# Pardon me Sir, could you direct me to the cafe?



## stntylr (Nov 18, 2011)

"Pardon me Sir, could you direct me to the cafe?"

I looked to see who had asked me the question and saw a boy possibly between 10 and 12.

Now I was riding the Texas Eagle last night when this happened and my first thought was...

"Kid, you are totally on the wrong train"

but I didn't say that and instead gave him directions to the snack bar.

Anyway.....

Yesterday I took a day trip from Austin to Cleburne and back.

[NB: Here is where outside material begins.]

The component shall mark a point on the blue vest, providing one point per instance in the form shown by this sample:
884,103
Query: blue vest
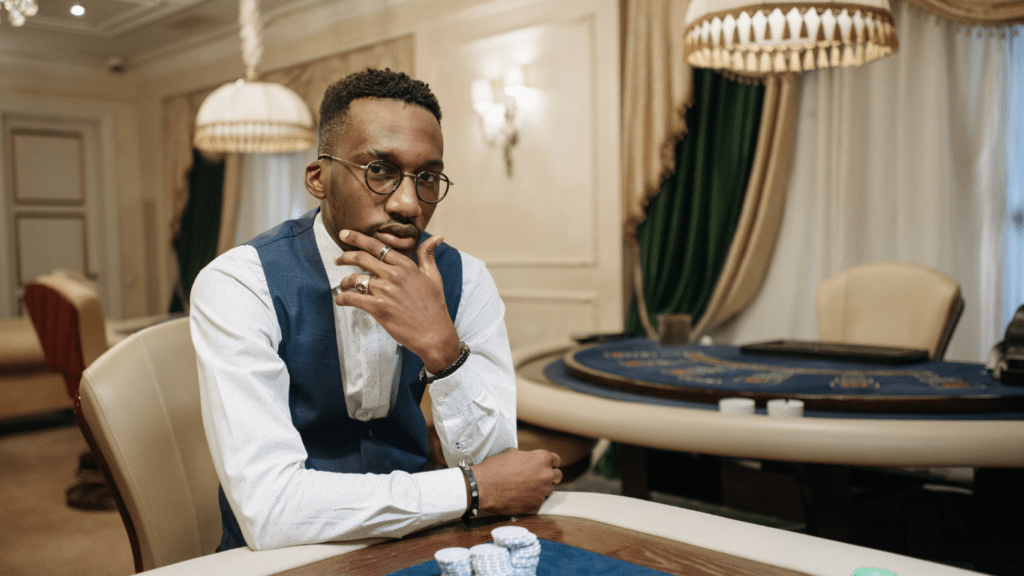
303,301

P.S. My parents rode the EuroStar from Rome to Venice last week and I still haven't seen any video from that.


----------



## stntylr (Nov 18, 2011)

The first one was the preview.



At least part 1.


----------



## Bob Dylan (Nov 18, 2011)

stntylr said:


> The first one was the preview.


Nice pics Stan, thanks! Sure looks familiar to me! :lol: Good to see so many pax boarding/deboarding the Eagle even if it does drive up the buckets for us! ^_^

And I wonder why they dont play the classical music when Im at the Austin Station!! :lol: :lol: :lol:


----------



## the_traveler (Nov 18, 2011)

Nice movie! 

No wonder you left Austin. Who in their right mind would stay! :lol: :lol: :lol:


----------



## Bob Dylan (Nov 19, 2011)

the_traveler said:


> Nice movie!
> 
> No wonder you left Austin. Who in their right mind would stay! :lol: :lol: :lol:


At last count over 1,000,000 souls here and more arriving daily!  plus the millions of tourists that visit annually!  There's this thing called "Jobs" that everywhere else doesnt seem to have,the average house is priced a little over $200,000 and you can wear shorts and play golf/jog etc. in Jan. and Feb. without freezing! (Of course the Summers are Phoenix like but thats why we have AC!! :lol: Only two Trains a day though!


----------



## OlympianHiawatha (Nov 20, 2011)

the_traveler said:


> Nice movie!
> 
> No wonder you left Austin. Who in their right mind would stay! :lol: :lol: :lol:


Austin may be empty this Thursday (Thanksgiving) as University of Texas folk wander over to Aggieland for what will likely be the final OU-Texas A&M matchup. For those of you in the Southeastern Conference, please take good care of the Aggies and don't tease them too bad :lol: Maybe one day they'll get train service restored there!


----------



## white rabbitt (Apr 7, 2012)

OlympianHiawatha said:


> the_traveler said:
> 
> 
> > Nice movie!
> ...


poor aggie's they are doomed for a last place loseing football team

goodbye dont let the door hit u in the butt2ski leaveing the big 12

hook em horns


----------